The uncomfortable but simple truths to help you succeed in life

  01 July 2017    Read: 1905
The uncomfortable but simple truths to help you succeed in life
Narcissists tend to get the furthest in life. That's the most disheartening fact that writer Eric Barker learned after spending almost a decade trying to uncover what makes some people glittering examples of success and others, well, not so much, AzVision.az reports citing the Independent.
“Narcissists do better in job interviews, are more attractive on first dates, and are more likely to be promoted to leadership positions,” Barker, who has recently released the book Barking up the Wrong Tree off the back of his blog of the same name, tells The Independent. “It's distressing to realise that, at least in the short term, a lot of bad behaviour can pay dividends.”

After poring over studies into the, albeit subjective, notions of happiness and success since the summer of 2009 Barker has made a heap of uncomfortable discoveries. In that time he has unpicked common questions including whether nice guys really do finish last, if sucking up to your boss ever works and, er, what we can learn from serial killers when it comes to excelling in our careers.

Disconcerting for both parents, children and adults in denial, Barker has found that being at the top of the class quickly becomes unimportant in the ‘real world’, depending on a person’s life goals. And if becoming an world-innovating billionaire sounds appealing, listen up.

Barker cites a 1995 study conducted at Boston College in the US which documented the lives of 81 valedictorians for 14 years after they graduated. Sure, 90 per cent of them went on to have professional jobs, and 40 per cent climbed to the highest possible role in their respective fields. But zero had achieved anything truly world-shattering.

On the contrary, separate research into 700 millionaires found that their average GPA was 2.9 and their winning quality wasn’t sticking to the beaten track or obediently learning how to pass exams, but breaking the rules. Often, that didn’t go hand in hand with academic prowess.

Another study at the Stanford Graduate School of Business showed that managing how your boss sees you is more important than working hard when it comes to climbing the career ladder. And separate research at the University of California Berkeley into ass-kissing found that it never backfires, even when a manager knows that it's totally insincere.

And if going against the grain to achieve wild success while stepping on more than a few toes sounds familiarly like the behaviour of the current president of the US, Donald Trump, Barker explains that he neatly fits into research at Harvard which showed that leaders fall into two categories: filtered and unfiltered.

"Filtered leaders are thoroughly vetted by the system and tend to maintain the status quo. Unfiltered leaders don't go through the standard checks and balances; like entrepreneurs or politicians who come to power through an unlikely series of events. Trump is the most 'unfiltered' president America has ever seen.
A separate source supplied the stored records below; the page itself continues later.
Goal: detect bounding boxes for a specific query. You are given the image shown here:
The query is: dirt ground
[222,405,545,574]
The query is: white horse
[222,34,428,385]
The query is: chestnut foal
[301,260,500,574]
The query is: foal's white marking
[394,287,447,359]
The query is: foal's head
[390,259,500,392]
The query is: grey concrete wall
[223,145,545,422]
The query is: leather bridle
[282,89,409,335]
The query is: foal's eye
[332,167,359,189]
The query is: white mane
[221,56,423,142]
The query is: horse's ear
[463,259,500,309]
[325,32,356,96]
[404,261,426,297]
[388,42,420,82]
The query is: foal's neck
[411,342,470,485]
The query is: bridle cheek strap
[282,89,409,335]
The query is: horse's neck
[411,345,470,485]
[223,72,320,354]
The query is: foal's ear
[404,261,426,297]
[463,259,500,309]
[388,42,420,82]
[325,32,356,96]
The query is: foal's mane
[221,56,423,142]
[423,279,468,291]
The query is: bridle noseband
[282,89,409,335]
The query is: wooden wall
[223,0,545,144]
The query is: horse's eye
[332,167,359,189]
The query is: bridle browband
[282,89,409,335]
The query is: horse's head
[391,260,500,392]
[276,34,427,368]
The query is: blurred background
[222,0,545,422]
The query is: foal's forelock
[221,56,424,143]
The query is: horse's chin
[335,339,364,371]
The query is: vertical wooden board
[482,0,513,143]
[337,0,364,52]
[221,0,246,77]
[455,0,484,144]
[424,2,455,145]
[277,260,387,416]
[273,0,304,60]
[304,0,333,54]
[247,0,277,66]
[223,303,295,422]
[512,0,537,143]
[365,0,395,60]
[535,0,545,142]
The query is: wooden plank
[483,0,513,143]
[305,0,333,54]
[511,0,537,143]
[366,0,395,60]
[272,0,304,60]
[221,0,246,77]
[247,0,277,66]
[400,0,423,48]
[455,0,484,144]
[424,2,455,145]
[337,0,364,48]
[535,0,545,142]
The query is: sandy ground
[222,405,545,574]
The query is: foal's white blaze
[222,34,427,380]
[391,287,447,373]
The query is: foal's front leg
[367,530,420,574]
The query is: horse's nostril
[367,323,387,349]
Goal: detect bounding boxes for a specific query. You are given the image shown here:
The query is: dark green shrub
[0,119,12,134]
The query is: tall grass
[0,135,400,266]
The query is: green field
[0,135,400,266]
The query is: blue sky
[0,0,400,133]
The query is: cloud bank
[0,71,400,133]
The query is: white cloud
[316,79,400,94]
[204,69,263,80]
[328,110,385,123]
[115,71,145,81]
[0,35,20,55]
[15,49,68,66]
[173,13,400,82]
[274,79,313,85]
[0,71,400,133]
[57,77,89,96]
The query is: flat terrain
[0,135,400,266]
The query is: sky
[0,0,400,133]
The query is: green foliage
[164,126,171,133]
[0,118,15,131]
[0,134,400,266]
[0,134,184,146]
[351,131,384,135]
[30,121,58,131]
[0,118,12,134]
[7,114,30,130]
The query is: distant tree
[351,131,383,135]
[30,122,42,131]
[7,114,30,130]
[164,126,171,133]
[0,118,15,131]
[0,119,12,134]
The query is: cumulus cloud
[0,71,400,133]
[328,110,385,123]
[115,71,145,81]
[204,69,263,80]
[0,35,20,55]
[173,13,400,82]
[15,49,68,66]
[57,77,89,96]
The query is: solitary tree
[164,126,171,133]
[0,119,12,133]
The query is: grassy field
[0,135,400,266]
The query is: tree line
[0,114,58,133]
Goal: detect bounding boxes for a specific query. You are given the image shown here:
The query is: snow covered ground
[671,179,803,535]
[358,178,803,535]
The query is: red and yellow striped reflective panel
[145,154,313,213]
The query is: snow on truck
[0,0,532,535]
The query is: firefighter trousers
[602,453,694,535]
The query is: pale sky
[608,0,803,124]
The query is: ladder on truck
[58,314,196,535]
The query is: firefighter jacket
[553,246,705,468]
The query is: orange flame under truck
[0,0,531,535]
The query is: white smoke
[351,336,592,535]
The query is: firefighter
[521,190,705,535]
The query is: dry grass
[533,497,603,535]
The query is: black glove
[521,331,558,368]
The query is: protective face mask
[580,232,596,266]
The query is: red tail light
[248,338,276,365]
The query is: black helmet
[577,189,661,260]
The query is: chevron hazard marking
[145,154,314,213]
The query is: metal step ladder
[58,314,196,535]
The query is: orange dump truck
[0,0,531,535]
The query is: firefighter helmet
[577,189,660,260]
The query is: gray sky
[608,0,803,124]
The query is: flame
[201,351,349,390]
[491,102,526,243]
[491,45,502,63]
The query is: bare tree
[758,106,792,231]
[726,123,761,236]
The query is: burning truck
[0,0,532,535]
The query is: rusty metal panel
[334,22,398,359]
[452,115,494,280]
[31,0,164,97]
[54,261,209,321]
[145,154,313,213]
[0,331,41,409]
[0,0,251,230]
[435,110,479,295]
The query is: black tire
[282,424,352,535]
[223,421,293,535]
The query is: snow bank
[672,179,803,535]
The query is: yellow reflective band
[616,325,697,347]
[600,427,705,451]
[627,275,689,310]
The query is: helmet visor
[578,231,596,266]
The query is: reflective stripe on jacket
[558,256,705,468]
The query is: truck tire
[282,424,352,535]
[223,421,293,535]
Unfiltered leaders don't play by the standard rules, in fact, they may not even be familiar with the standard rules. Their tenures are marked by big changes, often negative, sometimes positive. Trump has probably shown us that a lot of Americans were seeking change — and they're likely to get it. For better or for worse."

So far so depressing. But Barker is adamant that his research isn't intended to turn us all into heartless psychopaths, nor does it spell doom for those who aren't naturally narcissistic or sycophantic. Quite the opposite. Luckily he also found that, in the end, being a jerk doesn't pay off as the workplace becomes bloated with liars and schemers, creating an unpleasant environment that is hard to sustain in many cases. In addition, while our interactions with others are certainly important they aren't the be all and end all, but rather part of a wider picture. Barker found that what was even more important than worrying about what is going on around you when chasing success is recognising and cultivating specific skills.

“I'm naturally an introvert,” he says, “but I knew for the book I'd need to reach out to people and get help. In chapter four, when I explore the old maxim of “It's not what you know, it's who you know” I detail some of the most effective networking techniques according to the academic research. I leveraged those to connect with some of the people whose stories I told. Without the help of those tips, I would have missed out on some of the most inspiring and insightful parts of the book."

Recognising that he is an introvert rather than attempting to mask it, he adds, is one of the most important lessons he has learned since and one of the biggest mistakes that most people make when they try to improve their lives.

"Most people don't really take the time to objectively 'know thyself'. They aren't clear on their personal strengths and weaknesses," stresses Barker. "Without that information, it's hard to align yourself with a good environment where you'll thrive, with the right people who can help you compensate for your shortcomings, and difficult to know what skills you need to double down on and which ones you might want to work on or ignore."

"A lot of the maxims we've been taught about success are myths or half-truths, but there is a lot of information about getting ahead that is valuable, if not essential," he adds. "Success is possible for everyone but we need to start with a better understanding of ourselves and have a personal definition of success that is aligned with that." Whether or not that involves being a narcissist is up to you.